Note the qualifier, “..as I saw them publicly…” because that’s very important. Ford understood, as many, including Woodward apparently do not, that President Bush had access to far more information than any of us did through public sources. It is not a real stretch to think that the President had access to, at the very least, the bare bones of the Oil for Food Scandal that demonstrated decisively that sanctions were not working and would not work so long as Saddam Hussein could buy his way out of them. Ford also could not have seen the intelligence that was reaching the President from the other dozen or so nations that also affirmed that Saddam was both very deep into supporting terrorists and producing WMDs, a combination that very much threatened our interests.

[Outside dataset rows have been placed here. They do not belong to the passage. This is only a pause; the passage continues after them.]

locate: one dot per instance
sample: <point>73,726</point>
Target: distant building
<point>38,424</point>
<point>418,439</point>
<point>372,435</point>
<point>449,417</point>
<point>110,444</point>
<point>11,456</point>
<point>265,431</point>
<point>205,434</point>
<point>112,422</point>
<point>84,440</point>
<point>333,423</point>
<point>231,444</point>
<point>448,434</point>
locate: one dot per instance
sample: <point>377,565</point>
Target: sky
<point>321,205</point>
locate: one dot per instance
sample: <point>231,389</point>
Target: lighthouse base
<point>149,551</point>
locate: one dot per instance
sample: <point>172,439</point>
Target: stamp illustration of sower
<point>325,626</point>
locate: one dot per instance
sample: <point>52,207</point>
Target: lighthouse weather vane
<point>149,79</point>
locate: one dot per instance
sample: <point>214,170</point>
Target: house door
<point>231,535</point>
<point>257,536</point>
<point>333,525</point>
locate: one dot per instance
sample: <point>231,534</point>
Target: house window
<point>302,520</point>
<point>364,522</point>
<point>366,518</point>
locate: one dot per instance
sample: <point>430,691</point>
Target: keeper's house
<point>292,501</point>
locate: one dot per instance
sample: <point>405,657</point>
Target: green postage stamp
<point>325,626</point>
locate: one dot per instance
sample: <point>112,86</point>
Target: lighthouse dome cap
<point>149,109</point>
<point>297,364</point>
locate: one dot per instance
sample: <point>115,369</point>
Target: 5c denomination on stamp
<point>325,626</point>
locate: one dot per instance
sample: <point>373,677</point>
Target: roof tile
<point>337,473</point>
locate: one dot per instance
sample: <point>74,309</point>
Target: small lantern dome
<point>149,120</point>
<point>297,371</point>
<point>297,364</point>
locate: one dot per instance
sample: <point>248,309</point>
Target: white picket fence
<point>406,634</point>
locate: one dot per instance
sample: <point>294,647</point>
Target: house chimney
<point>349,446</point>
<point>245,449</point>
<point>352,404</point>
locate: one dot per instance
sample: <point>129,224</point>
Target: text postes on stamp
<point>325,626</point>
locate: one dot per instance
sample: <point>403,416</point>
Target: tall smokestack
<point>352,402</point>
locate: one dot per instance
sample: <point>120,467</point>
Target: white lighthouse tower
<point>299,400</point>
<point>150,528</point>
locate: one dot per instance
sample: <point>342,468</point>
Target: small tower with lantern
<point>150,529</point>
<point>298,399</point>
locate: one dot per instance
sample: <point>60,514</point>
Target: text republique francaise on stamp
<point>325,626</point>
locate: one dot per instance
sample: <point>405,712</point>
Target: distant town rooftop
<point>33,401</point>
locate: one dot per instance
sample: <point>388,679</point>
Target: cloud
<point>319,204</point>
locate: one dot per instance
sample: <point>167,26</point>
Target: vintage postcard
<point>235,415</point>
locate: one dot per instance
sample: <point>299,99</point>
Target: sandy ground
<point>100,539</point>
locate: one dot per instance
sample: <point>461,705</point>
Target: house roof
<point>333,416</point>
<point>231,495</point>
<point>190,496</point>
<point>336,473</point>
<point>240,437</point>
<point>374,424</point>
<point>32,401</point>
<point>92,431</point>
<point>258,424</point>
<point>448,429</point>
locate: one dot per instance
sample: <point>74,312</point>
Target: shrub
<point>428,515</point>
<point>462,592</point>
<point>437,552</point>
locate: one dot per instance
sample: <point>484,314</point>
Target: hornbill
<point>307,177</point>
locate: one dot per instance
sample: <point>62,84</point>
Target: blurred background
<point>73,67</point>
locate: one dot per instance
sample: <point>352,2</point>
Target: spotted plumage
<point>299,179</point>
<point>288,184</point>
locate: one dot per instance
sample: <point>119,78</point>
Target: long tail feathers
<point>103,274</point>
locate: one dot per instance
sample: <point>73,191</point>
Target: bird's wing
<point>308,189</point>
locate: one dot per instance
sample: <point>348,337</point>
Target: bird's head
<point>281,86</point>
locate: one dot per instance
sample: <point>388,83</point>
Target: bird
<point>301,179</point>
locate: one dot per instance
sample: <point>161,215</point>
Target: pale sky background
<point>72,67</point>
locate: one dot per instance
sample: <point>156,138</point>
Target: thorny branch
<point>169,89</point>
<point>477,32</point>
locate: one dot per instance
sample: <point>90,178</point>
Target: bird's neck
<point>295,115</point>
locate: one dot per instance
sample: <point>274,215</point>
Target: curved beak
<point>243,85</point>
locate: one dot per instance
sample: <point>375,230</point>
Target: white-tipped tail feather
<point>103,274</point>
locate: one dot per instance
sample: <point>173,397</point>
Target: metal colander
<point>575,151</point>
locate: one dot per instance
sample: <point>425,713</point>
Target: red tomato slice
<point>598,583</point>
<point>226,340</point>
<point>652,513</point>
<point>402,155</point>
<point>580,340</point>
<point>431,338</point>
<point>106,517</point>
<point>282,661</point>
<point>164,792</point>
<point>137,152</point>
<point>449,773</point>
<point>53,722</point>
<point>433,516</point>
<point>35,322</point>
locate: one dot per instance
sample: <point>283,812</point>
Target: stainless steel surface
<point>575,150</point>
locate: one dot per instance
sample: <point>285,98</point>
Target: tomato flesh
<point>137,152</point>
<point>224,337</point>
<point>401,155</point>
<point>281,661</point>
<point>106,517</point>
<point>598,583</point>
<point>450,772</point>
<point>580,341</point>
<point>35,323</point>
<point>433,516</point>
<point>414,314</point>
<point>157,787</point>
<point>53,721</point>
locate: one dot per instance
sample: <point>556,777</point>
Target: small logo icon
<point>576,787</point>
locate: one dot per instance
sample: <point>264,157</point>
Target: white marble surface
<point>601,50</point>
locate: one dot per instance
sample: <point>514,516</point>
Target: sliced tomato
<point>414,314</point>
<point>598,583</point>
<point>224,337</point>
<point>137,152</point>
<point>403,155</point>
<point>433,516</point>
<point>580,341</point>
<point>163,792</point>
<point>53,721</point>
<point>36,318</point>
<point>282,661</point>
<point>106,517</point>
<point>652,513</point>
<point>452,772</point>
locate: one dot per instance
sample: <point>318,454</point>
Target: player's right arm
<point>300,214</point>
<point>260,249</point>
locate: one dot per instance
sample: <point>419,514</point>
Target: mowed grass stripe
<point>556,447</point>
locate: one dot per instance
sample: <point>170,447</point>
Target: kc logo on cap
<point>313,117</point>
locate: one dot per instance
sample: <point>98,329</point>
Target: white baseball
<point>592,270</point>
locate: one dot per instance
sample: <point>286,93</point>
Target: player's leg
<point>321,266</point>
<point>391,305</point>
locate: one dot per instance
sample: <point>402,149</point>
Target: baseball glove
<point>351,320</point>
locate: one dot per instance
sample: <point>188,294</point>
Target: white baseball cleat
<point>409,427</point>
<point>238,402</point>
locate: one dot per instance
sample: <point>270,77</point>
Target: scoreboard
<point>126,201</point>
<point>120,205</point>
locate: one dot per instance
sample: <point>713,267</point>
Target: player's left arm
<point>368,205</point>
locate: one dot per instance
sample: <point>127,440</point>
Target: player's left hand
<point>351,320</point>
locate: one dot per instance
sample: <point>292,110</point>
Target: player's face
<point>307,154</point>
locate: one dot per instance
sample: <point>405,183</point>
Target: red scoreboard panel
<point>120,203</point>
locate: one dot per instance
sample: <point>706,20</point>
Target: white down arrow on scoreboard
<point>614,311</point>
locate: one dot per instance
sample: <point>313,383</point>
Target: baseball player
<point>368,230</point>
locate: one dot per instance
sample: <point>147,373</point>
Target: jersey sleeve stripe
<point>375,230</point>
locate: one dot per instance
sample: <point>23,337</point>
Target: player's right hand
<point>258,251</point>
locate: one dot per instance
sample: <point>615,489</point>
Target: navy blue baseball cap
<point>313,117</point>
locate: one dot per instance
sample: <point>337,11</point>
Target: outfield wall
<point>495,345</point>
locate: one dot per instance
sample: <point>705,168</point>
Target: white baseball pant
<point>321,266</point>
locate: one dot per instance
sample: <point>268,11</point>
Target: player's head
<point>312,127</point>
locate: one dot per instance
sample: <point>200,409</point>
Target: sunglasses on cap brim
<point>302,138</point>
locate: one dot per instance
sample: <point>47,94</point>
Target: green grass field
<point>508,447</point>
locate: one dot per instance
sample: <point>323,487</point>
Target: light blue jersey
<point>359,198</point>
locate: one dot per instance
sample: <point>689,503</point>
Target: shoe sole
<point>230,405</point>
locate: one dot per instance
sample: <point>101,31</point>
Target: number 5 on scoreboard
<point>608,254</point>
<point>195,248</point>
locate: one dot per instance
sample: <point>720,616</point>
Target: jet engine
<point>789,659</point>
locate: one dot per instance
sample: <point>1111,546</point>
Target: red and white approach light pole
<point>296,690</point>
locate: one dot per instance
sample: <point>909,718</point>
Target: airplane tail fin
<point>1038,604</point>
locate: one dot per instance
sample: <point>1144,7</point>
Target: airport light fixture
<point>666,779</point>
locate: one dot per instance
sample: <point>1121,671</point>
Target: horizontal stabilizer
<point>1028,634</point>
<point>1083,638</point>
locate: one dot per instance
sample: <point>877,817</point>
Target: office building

The real nut of the article here is not that Ford disagreed with the war itself but that he disagreed with the lead rationale the President presented to support the war. New York Daily News Washington Bureau Chief Thomas DeFrank interviewed him this past November and noted this:

Ford was a few weeks shy of his 93rd birthday as we chatted for about 45 minutes. He’d been visited by President Bush three weeks earlier and said he’d told Bush he supported the war in Iraq but that the 43rd President had erred by staking the invasion on weapons of mass destruction.

“Saddam Hussein was an evil person and there was justification to get rid of him,” he observed, “but we shouldn’t have put the basis on weapons of mass destruction. That was a bad mistake. Where does [Bush] get his advice?”

Now, that first part seems to directly contradict Woodward’s account. It is more than possible that Ford’s opinions changed. That would make sense since what we now know publicly is different from what we knew in 2004. We now know that Hussein was bribing his way to getting the sanctions lifted and that he had all his WMD programs hunkered down in the starting block ready for that to happen. We know that his genocide was far worse than we had imagined. We know that he was far more tied into international terrorism than his cash payments to suicide bombers and sheltering of the first WTC bomber indicated.

All of those facts make a persuasive argument for removing Hussein by any means at our disposal. It’s not difficult to imagine that Ford, who was quite a smart man, would be presuaded by them.

Ford’s problem with the “runup” to the war was the same problem I had: Saddams WMDs were the weakest argument to use with the American people. You could make other arguments, as the President did, but when push comes to shove, you have to pick one to lead the list of complaints. Bush picked WMDs mostly because that had to lead the case he made to the UN. No other argument would ever have worked and anyone with a lick of sense understands that.

As to the question of where Bush got his advice, I don’t you have to look any farther than the feckless Colin Powell and our quisling State Department. The months of pleading to the UN for permission to do something we had the absolute right to do thank to the 1991 cease-fire was a ridiculous and embarassing episode for the nation and for the President.

This interview is going to be painted as another splotch on the record of President Bush, made more important because Gerald Ford was a gracious man who eschewed the petty criticism and rank opportunism of other living former Presidents. His words will carry great weight because he gave us so few in his later years.

But we must be sure that we don’t distort his words either. Bob Woodward, whose stock and trade should be to accurately and objectively report what he is told, has not done that. In the end, Ford and Bush really weren’t that far apart.

One Response to “In Death, He is Their Weapon.”

  1. Gary says:

    Thank you for posting this. I have been dismayed and angered by the media using Ford’s quotes out of context. The man has passed away. We should be mourning his death, not using an out-of-context quote he said nearly 3 years ago be a political firestorm. It’s really ridiculous.